Recensione di “Una pace perfetta”

“UNA PACE PERFETTA” di Amos Oz

Recensione a cura di Serena Donvito

La vita di Yoni e Rimona, Hava e Yolek, e degli altri abitanti del kibbutz Granot scorre avvolta da una tranquillità apparente in cui ognuno recita diligentemente la sua parte. Ma un giorno d’inverno arriva Azariah, ragazzo apparentemente ingenuo tanto quanto entusiasta, che porrà fine alla vita che ognuno di loro aveva condotto fino a quel momento.

“Io che ho trascorso la vita nella sterile contemplazione dietro i vetri della mia finestra, dopotutto so che non c’è scampo: il dolore è infisso nell’ordine delle cose. E in fondo lo cerchiamo come fa la falena quando si butta nel fuoco, lo cerchiamo in tutto ciò che facciamo, di bene e di male, nei nostri impulsi sessuali, nel nostro immaginario più occulto, nelle idee, nella paternità, nell’amicizia, nell’arte, persino nel nostro richiamarci al bisogno di ridurre la sofferenza, persino lì è riposta la segreta aspirazione a procurare e infliggerci dolore.”

Questo romanzo è l’ennesima dimostrazione che la scrittura di Oz non è per tutti. Per amarlo devi essere disposto a lasciarti completamente fagocitare dalla sua penna, farti guidare nei lati più oscuri dell’animo umano. Devi essere disposto a toccare con mano il dolore, sapendo che questo immenso Autore non scriveva mai nulla per caso. Ogni frase è una possibile freccia che ti colpirà lì dove fa più male; però, poi ti premia e ti consola con le sue meravigliose descrizioni, che usa per permetterti di metabolizzare il tutto, avvolto dalla quiete e dalla bellezza.
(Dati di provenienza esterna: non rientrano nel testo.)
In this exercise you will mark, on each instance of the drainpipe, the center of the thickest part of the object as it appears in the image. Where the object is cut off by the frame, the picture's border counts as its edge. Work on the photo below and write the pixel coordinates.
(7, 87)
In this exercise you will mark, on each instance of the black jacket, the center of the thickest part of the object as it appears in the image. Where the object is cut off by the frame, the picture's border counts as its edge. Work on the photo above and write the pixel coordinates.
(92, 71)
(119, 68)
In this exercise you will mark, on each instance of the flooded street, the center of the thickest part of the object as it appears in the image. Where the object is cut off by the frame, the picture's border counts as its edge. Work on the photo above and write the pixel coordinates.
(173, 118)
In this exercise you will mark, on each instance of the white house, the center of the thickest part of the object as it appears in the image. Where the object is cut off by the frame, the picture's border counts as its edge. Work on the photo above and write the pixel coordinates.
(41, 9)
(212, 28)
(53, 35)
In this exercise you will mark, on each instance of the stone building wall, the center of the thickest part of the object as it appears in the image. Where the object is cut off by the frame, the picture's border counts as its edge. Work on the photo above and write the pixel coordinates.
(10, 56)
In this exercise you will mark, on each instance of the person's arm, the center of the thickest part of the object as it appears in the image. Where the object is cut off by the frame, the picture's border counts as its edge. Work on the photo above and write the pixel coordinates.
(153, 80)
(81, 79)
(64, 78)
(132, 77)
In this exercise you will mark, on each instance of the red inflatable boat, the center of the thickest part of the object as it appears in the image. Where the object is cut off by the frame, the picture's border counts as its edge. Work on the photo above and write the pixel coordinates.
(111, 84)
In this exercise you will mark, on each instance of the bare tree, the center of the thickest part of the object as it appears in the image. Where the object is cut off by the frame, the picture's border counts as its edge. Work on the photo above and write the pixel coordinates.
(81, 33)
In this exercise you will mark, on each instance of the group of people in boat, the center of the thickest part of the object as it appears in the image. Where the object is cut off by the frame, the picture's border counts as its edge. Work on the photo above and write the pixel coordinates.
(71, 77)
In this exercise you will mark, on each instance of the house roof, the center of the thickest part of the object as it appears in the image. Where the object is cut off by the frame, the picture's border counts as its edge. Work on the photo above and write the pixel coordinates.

Ci sono diversi modi per descrivere la sofferenza, la solitudine, la malinconia, i rimpianti e i rimorsi. Oz, in questo libro, li personifica. Ogni personaggio rappresenta letteralmente uno stato d’animo. In queste pagine si viaggia attraverso la voglia di stabilità, ma anche alla ricerca di quella pace data dall’assenza di legami e responsabilità. A volte si passa la vita a incolpare gli altri della nostra infelicità, fino a che, dopo aver ottenuto ciò che tanto bramavamo, sopraggiunge la consapevolezza che, non solo eravamo noi stessi la causa della nostra infelicità, ma eravamo colpevoli anche di quella altrui.

In queste righe c’è la ricerca di uno scopo che possa rendere più sopportabile la vita che si è scelto di accettare, anche solo per il poco coraggio di cambiarla.

Spesso, nella narrazione, viene introdotto il gioco degli scacchi, ed effettivamente è anche così che si può descrivere questa storia: diversi pezzi vengono messi in scena, c’è chi gioca d’astuzia, c’è chi affronta la partita in modo più irruente, cambiano le posizioni, i ruoli, ma, alla fine, lo scopo è “mangiare” il più debole e prenderne il posto.

“La terra è indifferente. Il cielo è immenso e indecifrabile. Il mare? Misterioso. Le piante. Le migrazioni degli uccelli. La pietra tace sempre. La morte è forte, tanto, presente ovunque. Siamo tutti impregnati di crudeltà. Ognuno di noi è un po’ assassino: se non con gli altri, con se stesso. L’ amore, ancora non lo afferro, e certo non farò in tempo a imparare. Il dolore è un fatto compiuto. Ma malgrado tutto ciò, so anche che possiamo fare qualcosa. Possiamo, e perciò siamo tenuti a farlo. Tutto il resto – chi lo sa?”